Image: Donna Burton/USCBP
They're holed up in mountain caves along the Mexico-Arizona border, watching, listening, waiting. They're paid lookouts for some of Mexico's organized crime syndicates who've been tasked with spotting law enforcement and tipping off smugglers in the scorched and desolate desert valleys down below, as the Associated Press reports.
They use whatever surveillance gear they can get their hands on, everything from cheap walkie talkies to military-style radios with "rolling" encryption. American law enforcement officials in Pinal County, Arizona, recently nabbed seven of these low-level narco scouts, confiscating cell phones, encrypted radios, and binoculars, according to the AP. It's the sort of ad-hoc spy kit that not only stands in stark contrast to America's militarized borderland surveillance apparatus, with its lookout towers, floodlights, fixed and mobile video surveillance systems, motion sensors, tethered blimps, and drones. It's also giving the US's border tech a run for its money.

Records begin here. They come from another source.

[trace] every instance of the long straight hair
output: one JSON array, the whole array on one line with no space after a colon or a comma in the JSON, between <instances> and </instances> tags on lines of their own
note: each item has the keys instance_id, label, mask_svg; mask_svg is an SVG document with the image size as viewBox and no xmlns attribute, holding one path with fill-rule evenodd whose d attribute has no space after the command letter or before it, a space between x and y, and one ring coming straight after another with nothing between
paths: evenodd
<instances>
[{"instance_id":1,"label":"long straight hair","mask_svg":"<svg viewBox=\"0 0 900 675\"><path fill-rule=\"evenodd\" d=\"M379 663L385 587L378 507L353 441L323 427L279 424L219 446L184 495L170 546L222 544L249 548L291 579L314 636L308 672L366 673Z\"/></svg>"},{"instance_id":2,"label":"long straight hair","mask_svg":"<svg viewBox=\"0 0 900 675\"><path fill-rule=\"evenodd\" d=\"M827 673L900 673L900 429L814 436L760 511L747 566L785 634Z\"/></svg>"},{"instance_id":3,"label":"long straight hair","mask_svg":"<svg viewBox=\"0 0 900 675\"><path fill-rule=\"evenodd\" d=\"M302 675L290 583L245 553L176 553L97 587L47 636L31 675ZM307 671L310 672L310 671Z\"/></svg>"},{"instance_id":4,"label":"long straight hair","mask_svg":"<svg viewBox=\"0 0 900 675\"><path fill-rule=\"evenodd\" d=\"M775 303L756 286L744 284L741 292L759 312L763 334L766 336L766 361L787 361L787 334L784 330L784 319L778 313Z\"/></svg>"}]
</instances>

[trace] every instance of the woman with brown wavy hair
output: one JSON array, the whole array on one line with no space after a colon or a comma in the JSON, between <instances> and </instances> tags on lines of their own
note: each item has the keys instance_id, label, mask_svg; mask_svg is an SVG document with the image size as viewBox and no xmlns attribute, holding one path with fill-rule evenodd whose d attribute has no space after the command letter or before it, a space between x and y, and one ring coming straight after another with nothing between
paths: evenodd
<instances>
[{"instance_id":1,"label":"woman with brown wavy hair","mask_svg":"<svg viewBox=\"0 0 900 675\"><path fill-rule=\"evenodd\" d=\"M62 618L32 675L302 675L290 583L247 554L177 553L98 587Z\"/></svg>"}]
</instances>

Officials say they're seeing more and more of this activity as cartels continue to be squeezed out of big cities, and forced to move drugs and humans in more unforgiving terrain.
"One of the current challenges we see now is that as we have gotten better at securing the border with personnel technology and infrastructure primarily in the urban areas, now that traffic has moved somewhat to more rugged, more difficult terrain," Manuel Padilla, the acting chief US Border Patrol agent for Tucson sector, told the Guardian.
Indeed, the joint Mexico-US border surveillance net has gotten so good at tracking and catching criminals in major ports of entry along the border—in places like Ciudad Juarez, where a cartel IT expert-turned-informant said he engineered a $125,000 encrypted narco radio network funded entirely by the US Drug Enforcement Administration—that cartels have at one point set up spy centers, known colloquially as "spider holes," on most of western Arizona's mountaintops and ridegelines.
It's hard, perhaps impossible, to say how many of these remote spy posts are active right now. What we know is that at any given moment in 2011, at the height of drug war violence in Mexico, there were between 200 and 300 cartel scouts looking out for any sign of Border Patrol, DEA, and law enforcement presence along the border, DEA agent Todd Scott told NBC. We know, too, that heavily-armed scouts will post up in spider holes for at least a week, as the AP notes.
And it's more than just being able to ping valley smugglers when the heat gets to close for comfort. Cartel border spies have been known to help coordinate the northbound movements of loads of contrabands and people, the criminal equivalent of air-traffic controllers "handing off or contacting the traffickers as they leave or enter the spotters' area of control," reports NBC.
Two can play this game, after all. Just as the Feds can monitor sensors along the fence, or use drones to persistently gaze down on the border's scrubbier no man's lands, looking out for any sign of movement, so too can the cartels stare right back at those watching them. At least, that's when the DEA doesn't just let a cartel do as it pleases.